Das neue Handelsabkommen zwischen den USA und Japan enthält eine ungewöhnliche Besonderheit: Ein enormer Fonds von 550 Milliarden Dollar für Japan, um neue US-Investitionen zu tätigen, beaufsichtigt von Präsident Donald Trump.
Trump-Beamte füllten die Lücken im japanischen Investitionstopf, der Souveränitätsfonds ähnelte, wie sie Norwegen und Saudi-Arabien haben.

Celal Gunes/Anadolu via Getty Images
Das neue Handelsabkommen zwischen den USA und Japan enthält eine ungewöhnliche Besonderheit: Ein enormer Fonds von 550 Milliarden Dollar für Japan, um neue US-Investitionen zu tätigen, beaufsichtigt von Präsident Donald Trump.
BeamtInnen der Trump-Administration begannen am Mittwoch mit der Ausarbeitung der Details des japanischen Investitionstopfs, der einem Staatsfonds ähnelt, den einige reiche Nationen wie Norwegen und Saudi-Arabien haben. Trump unterzeichnete eine Anordnung. Anfang dieses Jahres wies er das Finanz- und Handelsministerium an, mit der Zusammenstellung eines solchen Fonds zu beginnen. das Finanz- und Handelsministerium beginnen mit der Arbeit, einen solchen aufzubauen.
„Wir werden viel Reichtum für den Fonds schaffen. Und ich denke, es ist an der Zeit, dass dieses Land einen Staatsfonds hat“, sagte Trump im Februar.
Dieser Prozess könnte bereits in vollem Gange sein. Ein Paar Trump-Beamte sagte, der Großteil des Einkommens werde an die US-Regierung fließen, und Japan erhalte nur einen kleinen Anteil.
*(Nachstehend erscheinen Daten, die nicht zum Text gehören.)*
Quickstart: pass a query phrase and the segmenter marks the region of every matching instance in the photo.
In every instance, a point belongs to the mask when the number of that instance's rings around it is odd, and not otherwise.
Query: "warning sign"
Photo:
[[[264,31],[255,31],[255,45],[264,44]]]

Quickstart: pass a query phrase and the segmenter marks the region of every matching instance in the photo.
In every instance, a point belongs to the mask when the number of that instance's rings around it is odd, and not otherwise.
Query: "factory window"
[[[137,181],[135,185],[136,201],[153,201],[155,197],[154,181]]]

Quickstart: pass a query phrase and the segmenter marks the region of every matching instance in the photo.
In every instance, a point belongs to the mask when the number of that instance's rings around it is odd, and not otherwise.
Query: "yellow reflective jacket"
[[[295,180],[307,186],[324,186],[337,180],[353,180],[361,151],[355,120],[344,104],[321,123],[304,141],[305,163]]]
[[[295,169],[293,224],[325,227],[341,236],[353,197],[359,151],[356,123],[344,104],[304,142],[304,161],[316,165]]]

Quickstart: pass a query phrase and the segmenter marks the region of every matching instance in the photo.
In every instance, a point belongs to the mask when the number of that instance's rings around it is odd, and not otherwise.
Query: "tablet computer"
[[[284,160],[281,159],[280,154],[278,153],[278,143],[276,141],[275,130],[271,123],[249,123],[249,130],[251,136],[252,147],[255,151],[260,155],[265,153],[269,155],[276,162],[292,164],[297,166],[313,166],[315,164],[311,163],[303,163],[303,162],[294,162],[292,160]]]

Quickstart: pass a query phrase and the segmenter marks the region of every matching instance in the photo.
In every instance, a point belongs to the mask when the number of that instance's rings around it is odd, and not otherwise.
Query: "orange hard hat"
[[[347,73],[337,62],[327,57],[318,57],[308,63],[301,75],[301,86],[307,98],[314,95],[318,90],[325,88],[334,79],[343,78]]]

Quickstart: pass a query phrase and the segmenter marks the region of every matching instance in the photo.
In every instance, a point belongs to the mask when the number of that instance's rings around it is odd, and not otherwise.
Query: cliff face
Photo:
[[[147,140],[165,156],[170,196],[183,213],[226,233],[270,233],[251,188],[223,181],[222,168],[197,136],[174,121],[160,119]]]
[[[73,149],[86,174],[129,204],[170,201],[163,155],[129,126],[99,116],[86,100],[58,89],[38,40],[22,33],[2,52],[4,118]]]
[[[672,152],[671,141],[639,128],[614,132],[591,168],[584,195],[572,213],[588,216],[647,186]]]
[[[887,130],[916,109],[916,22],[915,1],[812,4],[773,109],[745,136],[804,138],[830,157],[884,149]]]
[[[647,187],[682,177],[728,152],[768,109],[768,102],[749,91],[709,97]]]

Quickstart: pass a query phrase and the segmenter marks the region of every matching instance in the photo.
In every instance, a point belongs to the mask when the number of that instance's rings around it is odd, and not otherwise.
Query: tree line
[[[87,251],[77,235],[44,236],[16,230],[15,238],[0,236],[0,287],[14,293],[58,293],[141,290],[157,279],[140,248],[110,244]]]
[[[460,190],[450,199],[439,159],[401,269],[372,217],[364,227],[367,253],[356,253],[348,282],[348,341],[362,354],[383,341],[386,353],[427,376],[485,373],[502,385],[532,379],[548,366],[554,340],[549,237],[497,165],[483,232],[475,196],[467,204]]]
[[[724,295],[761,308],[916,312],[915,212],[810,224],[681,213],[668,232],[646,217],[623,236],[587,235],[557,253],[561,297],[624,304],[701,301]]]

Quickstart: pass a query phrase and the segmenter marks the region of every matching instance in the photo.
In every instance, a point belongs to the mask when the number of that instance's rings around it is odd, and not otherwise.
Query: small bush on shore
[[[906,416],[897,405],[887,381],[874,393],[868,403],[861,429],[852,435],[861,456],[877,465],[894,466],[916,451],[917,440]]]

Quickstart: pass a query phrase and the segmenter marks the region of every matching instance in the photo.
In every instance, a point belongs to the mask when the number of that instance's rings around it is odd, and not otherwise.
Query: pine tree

„Die Japaner werden Projekte finanzieren, die von den Vereinigten Staaten ausgewählt wurden. Wir werden es einem Betreiber übergeben, der es leitet, und die Gewinne werden zu 90 % an die Vereinigten Staaten von Amerika und zu 10 % an Japan verteilt“, sagte Handelsminister Howard Lutnick. sagte Bloomberg TV Am Mittwoch. Er stellte ein Beispiel vor, bei dem die USA Japan anweisen, in die amerikanische Pharma- oder Halbleiterproduktion zu investieren.
Lutnick fügte hinzu: "Sie haben im Wesentlichen ihren Tarifkurs durch dieses Engagement erkauft: 'Wir unterstützen, was Sie, der Präsident, und was Sie, Amerika, bauen wollen, was für nationale Sicherheitsbedenken von entscheidender Bedeutung ist."
Finanzminister Scott Bessent spiegelte diese Äußerungen ebenfalls wider. Er sagte, die japanische Regierung habe sich durch die erheblichen Ausgaben, die sie bereit sei, auf US-Projekte durch eine Mischung aus Eigenkapital- und Garantieverträgen zu tätigen, einen niedrigeren Tarifsatz gesichert.
„Sie erhielten den 15%-Satz, weil sie bereit waren, diesen innovativen Finanzierungsmechanismus bereitzustellen“, sagte Bessent in einem separaten Interview mit Bloomberg.
Es ist noch nicht klar, ob die japanische Regierung diesen genauen Bedingungen zugestimmt hat. CNBC berichtete Mittwoch über ein Foto, das von White House-Berater Dan Scavino auf X $TWTR gepostet wurde, das unterschiedliche Zahlen für die Größe des Fonds sowie die Gewinnerzielung zeigte als von Trump angepriesen. Das Weiße Haus reagierte nicht sofort auf eine Bitte um Stellungnahme.
Lutnick deutete an, dass der Fonds ein Modell für andere Handelsabkommen sein könnte, aber er glaubte nicht, dass Brüssel dem zustimmen würde. "Das müssen sie selbst verhandeln", sagte Lutnick. "Europa wird nicht eine Billion Dollar geben, um in Amerika zu investieren."